Question

Which one of the following alkaline earth metal sulphates has its hydration enthalpy greater than its lattice enthalpy?

• A. $CaSO_4$
• B. $BeSO_4$
• C. $BaSO_4$
• D. $SrSO_4$

Answer 1

The Correct Option is B

To determine which alkaline earth metal sulfate has a hydration enthalpy greater than its lattice enthalpy, we must understand the relationship between these two thermodynamic quantities.

The lattice enthalpy of a compound is the energy required to break one mole of a solid ionic compound into its gaseous ions. It is always positive since energy is required to overcome the forces holding the lattice together.

The hydration enthalpy is the energy released when gaseous ions dissolve in water to form a hydrated solution. It is usually negative since energy is released during this process.

For a salt to be soluble, the hydration enthalpy must compensate for the lattice enthalpy. If the hydration enthalpy (absorbance) is greater in magnitude than the lattice enthalpy, the salt is more likely to dissolve in water.

The sizes of the cations affect these enthalpies. Smaller ions generally have higher hydration enthalpies due to their higher charge density, which attracts water molecules more strongly. Conversely, for lattice enthalpy, larger ions often result in lower values due to lower ionic interactions.
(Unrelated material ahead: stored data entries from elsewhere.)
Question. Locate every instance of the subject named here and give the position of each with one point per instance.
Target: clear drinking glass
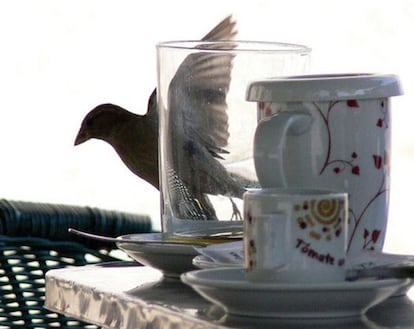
(207, 128)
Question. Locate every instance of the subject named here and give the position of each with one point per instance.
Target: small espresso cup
(295, 235)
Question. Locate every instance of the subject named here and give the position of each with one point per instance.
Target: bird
(198, 128)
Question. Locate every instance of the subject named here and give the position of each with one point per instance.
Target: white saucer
(228, 288)
(173, 255)
(204, 262)
(171, 259)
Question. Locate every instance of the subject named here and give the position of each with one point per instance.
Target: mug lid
(324, 87)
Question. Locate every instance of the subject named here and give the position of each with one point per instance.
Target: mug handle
(270, 141)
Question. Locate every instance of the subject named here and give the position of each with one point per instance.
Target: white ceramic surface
(330, 131)
(171, 259)
(295, 234)
(229, 288)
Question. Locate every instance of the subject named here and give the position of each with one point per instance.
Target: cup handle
(268, 156)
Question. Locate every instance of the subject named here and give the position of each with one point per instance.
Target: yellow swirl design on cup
(325, 211)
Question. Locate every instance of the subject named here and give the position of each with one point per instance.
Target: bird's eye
(89, 123)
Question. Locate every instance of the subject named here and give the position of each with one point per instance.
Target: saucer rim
(196, 278)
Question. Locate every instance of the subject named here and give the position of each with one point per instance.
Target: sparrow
(197, 129)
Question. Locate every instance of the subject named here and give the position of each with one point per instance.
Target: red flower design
(377, 161)
(355, 170)
(380, 123)
(375, 235)
(352, 103)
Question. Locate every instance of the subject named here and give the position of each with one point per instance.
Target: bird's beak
(81, 137)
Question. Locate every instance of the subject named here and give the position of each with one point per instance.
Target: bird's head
(100, 122)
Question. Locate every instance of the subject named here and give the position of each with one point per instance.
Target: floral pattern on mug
(322, 218)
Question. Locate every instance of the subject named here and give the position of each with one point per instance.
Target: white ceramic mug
(330, 131)
(295, 235)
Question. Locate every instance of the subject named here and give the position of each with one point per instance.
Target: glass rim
(241, 46)
(294, 192)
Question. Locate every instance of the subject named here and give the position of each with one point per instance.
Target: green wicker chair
(34, 239)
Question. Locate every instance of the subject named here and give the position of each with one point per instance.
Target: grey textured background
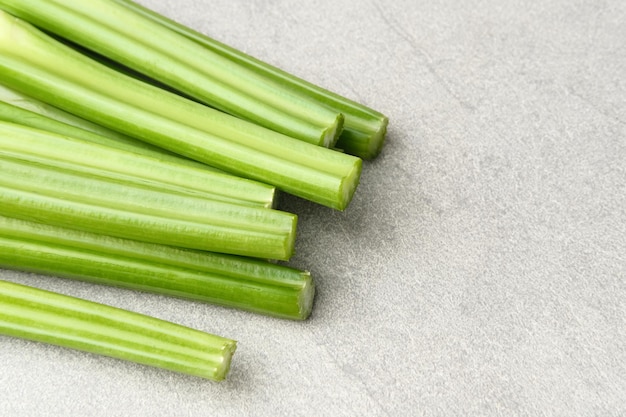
(479, 270)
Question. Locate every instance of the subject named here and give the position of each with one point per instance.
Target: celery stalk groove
(39, 66)
(231, 281)
(142, 44)
(364, 129)
(51, 195)
(87, 152)
(53, 318)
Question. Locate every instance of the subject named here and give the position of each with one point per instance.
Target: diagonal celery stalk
(119, 33)
(39, 66)
(49, 317)
(29, 190)
(364, 129)
(232, 281)
(12, 97)
(84, 153)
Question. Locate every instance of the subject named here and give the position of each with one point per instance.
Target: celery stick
(53, 318)
(17, 99)
(364, 129)
(119, 33)
(79, 154)
(37, 65)
(51, 195)
(232, 281)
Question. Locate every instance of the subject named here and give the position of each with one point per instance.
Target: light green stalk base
(39, 66)
(30, 190)
(231, 281)
(82, 151)
(364, 129)
(48, 317)
(119, 33)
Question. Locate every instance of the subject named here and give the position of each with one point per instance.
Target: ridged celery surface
(57, 319)
(79, 151)
(364, 129)
(37, 65)
(112, 138)
(30, 190)
(142, 44)
(232, 281)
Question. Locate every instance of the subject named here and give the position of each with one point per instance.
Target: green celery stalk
(231, 281)
(106, 136)
(87, 152)
(57, 319)
(29, 190)
(364, 129)
(121, 34)
(37, 65)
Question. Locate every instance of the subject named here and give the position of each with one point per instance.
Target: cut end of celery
(377, 140)
(223, 367)
(307, 295)
(331, 135)
(364, 143)
(350, 184)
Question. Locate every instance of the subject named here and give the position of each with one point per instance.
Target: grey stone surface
(480, 270)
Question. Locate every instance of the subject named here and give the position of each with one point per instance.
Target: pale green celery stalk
(364, 128)
(104, 136)
(49, 317)
(18, 99)
(37, 65)
(121, 34)
(80, 151)
(231, 281)
(29, 190)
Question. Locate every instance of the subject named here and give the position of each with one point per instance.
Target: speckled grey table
(480, 269)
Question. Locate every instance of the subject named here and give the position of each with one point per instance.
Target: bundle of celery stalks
(138, 153)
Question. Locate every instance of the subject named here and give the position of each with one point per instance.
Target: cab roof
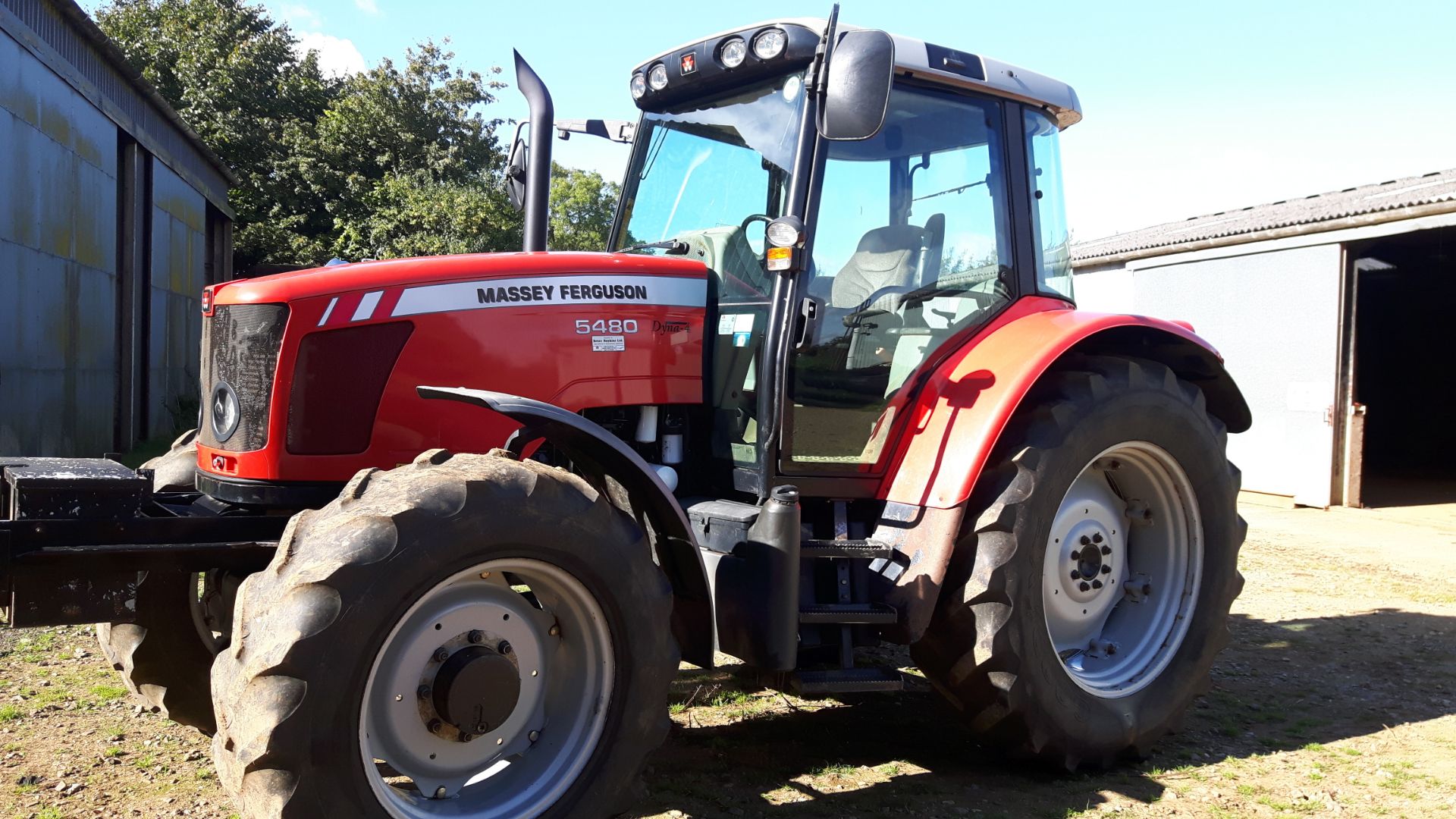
(935, 63)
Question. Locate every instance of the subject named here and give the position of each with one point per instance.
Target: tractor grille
(240, 349)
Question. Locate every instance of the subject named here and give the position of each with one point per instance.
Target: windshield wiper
(673, 246)
(949, 191)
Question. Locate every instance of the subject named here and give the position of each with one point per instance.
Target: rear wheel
(1085, 608)
(468, 635)
(165, 654)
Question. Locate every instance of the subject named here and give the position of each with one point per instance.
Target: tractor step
(867, 550)
(848, 681)
(848, 614)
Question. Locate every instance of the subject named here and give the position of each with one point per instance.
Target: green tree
(237, 79)
(582, 209)
(397, 161)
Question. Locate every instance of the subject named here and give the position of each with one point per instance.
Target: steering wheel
(868, 309)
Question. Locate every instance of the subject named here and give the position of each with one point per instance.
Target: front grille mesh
(240, 347)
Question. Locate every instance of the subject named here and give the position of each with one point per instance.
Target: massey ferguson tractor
(449, 525)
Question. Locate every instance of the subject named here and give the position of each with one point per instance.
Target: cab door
(912, 246)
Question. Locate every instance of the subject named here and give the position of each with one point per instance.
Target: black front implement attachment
(77, 537)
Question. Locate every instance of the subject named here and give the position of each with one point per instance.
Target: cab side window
(1047, 207)
(912, 243)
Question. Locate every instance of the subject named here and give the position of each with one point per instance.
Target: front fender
(596, 450)
(967, 401)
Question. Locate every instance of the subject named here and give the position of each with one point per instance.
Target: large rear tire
(1087, 604)
(164, 656)
(338, 698)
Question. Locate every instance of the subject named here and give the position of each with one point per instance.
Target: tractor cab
(855, 226)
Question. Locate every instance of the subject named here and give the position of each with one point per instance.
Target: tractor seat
(886, 257)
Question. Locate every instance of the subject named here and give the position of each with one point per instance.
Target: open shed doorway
(1401, 438)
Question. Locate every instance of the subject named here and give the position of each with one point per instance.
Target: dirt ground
(1337, 697)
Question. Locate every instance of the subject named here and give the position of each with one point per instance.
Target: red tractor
(829, 388)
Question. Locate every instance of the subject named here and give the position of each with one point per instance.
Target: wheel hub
(476, 689)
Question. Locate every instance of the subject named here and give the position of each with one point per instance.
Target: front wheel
(1085, 607)
(468, 635)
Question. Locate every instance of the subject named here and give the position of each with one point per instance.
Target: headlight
(226, 411)
(733, 53)
(769, 44)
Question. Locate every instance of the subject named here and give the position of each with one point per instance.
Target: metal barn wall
(178, 251)
(1274, 318)
(57, 262)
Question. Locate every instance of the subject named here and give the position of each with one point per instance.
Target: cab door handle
(808, 311)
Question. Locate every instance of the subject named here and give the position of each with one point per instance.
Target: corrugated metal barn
(1334, 315)
(112, 218)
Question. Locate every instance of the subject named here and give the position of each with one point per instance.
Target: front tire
(338, 694)
(1084, 611)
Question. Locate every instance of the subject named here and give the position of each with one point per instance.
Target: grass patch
(108, 692)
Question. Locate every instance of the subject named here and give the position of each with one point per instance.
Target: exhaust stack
(538, 158)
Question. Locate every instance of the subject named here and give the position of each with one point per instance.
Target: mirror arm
(615, 130)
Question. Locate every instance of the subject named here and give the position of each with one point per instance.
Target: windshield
(712, 175)
(702, 172)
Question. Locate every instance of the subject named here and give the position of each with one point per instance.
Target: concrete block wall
(57, 264)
In the given options, beryllium sulfate, BeSO_4, involves the smallest cation, Be^{2+}, among the alkaline earth metals listed:

• Be^{2+} (Beryllium)
• Ca^{2+} (Calcium)
• Sr^{2+} (Strontium)
• Ba^{2+} (Barium)

Because of its smaller size and higher charge density, Be^{2+} should have a much higher hydration enthalpy. Consequently, the hydration enthalpy of BeSO_4 is greater than its lattice enthalpy, leading to better solubility in water compared to others in the group.

Therefore, the correct option is BeSO_4, as it has a hydration enthalpy that is greater than its lattice enthalpy.